I’m not doing National Novel Writing Month this year, but when a fellow WriMo (hi Leo!) challenged me to race him to write 10,000 words over the weekend, I couldn’t resist. He’d work on his novel; I’d draft a short story I’ve been marinating.
Surely anyone who’s interested already knows about this annual novel-writing frenzy that includes 99,000+ writers in its ninth year this year. But as I wandered around the site yesterday, I peeked into its Young Writers Program (an off-shoot that supports independent writers age 12 and younger, and in-school writing programs in grades K-12) and noticed a couple things to mention here. One is the archive of writing prompts in the Writers Block (if you’re not up for fun, just the merest flip of a brain cell can turn silliness deliciously serious).

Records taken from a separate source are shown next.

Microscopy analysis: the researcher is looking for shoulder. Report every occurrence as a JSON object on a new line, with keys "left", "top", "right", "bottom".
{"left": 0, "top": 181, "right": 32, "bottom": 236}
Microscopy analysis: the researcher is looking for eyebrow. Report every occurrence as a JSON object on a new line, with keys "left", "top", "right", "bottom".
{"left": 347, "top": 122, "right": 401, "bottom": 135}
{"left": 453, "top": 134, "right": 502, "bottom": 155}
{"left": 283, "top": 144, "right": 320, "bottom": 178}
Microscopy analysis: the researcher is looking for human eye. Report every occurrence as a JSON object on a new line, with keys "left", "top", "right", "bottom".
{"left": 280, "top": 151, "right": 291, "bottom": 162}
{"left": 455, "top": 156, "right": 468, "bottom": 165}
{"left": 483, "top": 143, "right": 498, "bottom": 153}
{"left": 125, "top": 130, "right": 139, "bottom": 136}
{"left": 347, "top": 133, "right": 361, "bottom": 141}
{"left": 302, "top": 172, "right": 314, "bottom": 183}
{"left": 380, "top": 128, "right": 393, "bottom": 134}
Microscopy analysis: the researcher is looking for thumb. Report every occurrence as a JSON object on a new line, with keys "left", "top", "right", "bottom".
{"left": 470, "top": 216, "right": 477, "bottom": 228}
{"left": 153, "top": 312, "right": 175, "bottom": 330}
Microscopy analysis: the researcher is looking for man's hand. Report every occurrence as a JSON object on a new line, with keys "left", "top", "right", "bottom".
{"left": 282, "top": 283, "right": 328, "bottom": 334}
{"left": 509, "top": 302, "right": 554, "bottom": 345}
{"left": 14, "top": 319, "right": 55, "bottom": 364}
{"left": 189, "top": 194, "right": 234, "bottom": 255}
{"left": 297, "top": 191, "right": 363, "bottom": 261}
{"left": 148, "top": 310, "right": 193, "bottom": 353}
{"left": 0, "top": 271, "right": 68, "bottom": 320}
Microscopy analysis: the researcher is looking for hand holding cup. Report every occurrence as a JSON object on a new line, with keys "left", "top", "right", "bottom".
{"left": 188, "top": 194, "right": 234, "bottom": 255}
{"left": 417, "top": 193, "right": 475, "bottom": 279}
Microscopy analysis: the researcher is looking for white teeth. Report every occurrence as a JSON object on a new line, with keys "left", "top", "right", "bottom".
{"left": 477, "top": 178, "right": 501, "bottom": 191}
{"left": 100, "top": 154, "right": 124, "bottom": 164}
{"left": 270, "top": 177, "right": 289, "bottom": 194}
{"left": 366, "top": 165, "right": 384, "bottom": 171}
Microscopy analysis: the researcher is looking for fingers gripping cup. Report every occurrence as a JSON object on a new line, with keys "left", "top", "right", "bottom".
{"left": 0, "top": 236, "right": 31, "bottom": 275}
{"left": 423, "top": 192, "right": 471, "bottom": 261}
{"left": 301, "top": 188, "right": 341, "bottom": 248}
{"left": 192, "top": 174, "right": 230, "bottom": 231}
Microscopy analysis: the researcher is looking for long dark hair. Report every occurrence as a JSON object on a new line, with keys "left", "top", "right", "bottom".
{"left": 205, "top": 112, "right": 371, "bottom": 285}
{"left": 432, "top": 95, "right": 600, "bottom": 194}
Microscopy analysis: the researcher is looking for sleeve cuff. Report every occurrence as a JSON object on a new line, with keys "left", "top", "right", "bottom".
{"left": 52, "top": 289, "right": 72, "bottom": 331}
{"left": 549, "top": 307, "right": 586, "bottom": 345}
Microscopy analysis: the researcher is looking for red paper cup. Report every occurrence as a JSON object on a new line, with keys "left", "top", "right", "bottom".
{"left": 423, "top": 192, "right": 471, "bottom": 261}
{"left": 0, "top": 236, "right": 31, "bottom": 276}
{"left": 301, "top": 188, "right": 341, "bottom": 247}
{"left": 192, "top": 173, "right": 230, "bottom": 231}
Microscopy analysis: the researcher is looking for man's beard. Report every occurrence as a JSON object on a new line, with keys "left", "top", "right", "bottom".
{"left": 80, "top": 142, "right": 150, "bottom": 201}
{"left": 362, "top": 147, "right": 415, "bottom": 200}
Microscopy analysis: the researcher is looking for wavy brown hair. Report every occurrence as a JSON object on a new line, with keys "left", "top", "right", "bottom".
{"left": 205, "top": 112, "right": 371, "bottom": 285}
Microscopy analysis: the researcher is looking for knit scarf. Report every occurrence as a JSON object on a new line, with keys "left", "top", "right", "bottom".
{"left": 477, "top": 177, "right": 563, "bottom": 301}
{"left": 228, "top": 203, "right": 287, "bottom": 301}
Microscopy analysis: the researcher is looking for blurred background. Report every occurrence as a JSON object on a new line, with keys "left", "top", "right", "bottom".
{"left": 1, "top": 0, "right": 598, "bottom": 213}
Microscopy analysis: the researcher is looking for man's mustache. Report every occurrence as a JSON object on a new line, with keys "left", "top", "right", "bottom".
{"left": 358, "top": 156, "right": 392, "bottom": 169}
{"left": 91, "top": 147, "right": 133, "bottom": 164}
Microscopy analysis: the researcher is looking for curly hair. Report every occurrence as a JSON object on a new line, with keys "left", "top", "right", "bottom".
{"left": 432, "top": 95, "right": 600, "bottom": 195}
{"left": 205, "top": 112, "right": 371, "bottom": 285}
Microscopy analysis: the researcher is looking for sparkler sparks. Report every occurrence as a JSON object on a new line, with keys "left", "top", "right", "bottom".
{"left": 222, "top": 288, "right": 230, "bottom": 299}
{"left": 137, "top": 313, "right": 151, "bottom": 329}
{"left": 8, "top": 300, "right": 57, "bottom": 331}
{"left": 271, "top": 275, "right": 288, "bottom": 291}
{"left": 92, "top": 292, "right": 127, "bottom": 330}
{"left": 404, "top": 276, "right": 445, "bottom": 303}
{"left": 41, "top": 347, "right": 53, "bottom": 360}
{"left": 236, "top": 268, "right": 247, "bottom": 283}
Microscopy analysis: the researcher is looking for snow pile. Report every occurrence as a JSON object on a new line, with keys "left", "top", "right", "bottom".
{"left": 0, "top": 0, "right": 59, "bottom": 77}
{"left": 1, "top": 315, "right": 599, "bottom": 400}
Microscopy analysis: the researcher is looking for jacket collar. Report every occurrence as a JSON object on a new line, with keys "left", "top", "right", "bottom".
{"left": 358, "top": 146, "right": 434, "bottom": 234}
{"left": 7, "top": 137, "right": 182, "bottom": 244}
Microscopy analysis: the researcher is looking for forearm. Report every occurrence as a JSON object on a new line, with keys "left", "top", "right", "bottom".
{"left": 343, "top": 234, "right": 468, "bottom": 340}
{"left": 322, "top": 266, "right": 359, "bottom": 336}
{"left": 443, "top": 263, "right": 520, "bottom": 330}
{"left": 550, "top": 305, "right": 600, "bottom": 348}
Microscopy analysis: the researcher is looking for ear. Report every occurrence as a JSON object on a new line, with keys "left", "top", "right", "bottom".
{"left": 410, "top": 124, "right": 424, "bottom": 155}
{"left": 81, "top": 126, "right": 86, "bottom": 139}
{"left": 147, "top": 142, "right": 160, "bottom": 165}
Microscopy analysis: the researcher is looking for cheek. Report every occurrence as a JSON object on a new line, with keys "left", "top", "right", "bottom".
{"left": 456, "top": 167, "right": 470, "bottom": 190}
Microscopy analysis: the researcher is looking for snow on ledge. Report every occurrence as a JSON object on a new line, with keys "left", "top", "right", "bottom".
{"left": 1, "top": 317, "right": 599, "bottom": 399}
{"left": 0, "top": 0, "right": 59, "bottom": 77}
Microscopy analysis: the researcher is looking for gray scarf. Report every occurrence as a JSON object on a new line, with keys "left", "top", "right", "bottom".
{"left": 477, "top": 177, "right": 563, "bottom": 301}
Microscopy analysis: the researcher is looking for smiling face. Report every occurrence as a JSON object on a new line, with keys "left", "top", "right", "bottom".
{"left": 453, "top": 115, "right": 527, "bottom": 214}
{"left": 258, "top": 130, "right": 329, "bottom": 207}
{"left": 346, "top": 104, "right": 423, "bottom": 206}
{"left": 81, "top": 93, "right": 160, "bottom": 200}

Another is the downloadable Young Novelist Workbooks, which include NaNo founder Chris Baty’s not-to-be-missed Magna Carta premise -- that what you love most and hate most while reading novels are exactly what you should include and exclude, respectively (and will be easiest/hardest for you to write), in your own novels.
In the end, a weekend of high-velocity writing reminded me to turn off the editor and create ... forward, forward, forward; to "turn the camera out" occasionally (thanks Nancy Beckett!) and be amazed at the surprises a wide angle will capture; and that I need about 100 times more plot than comes easily.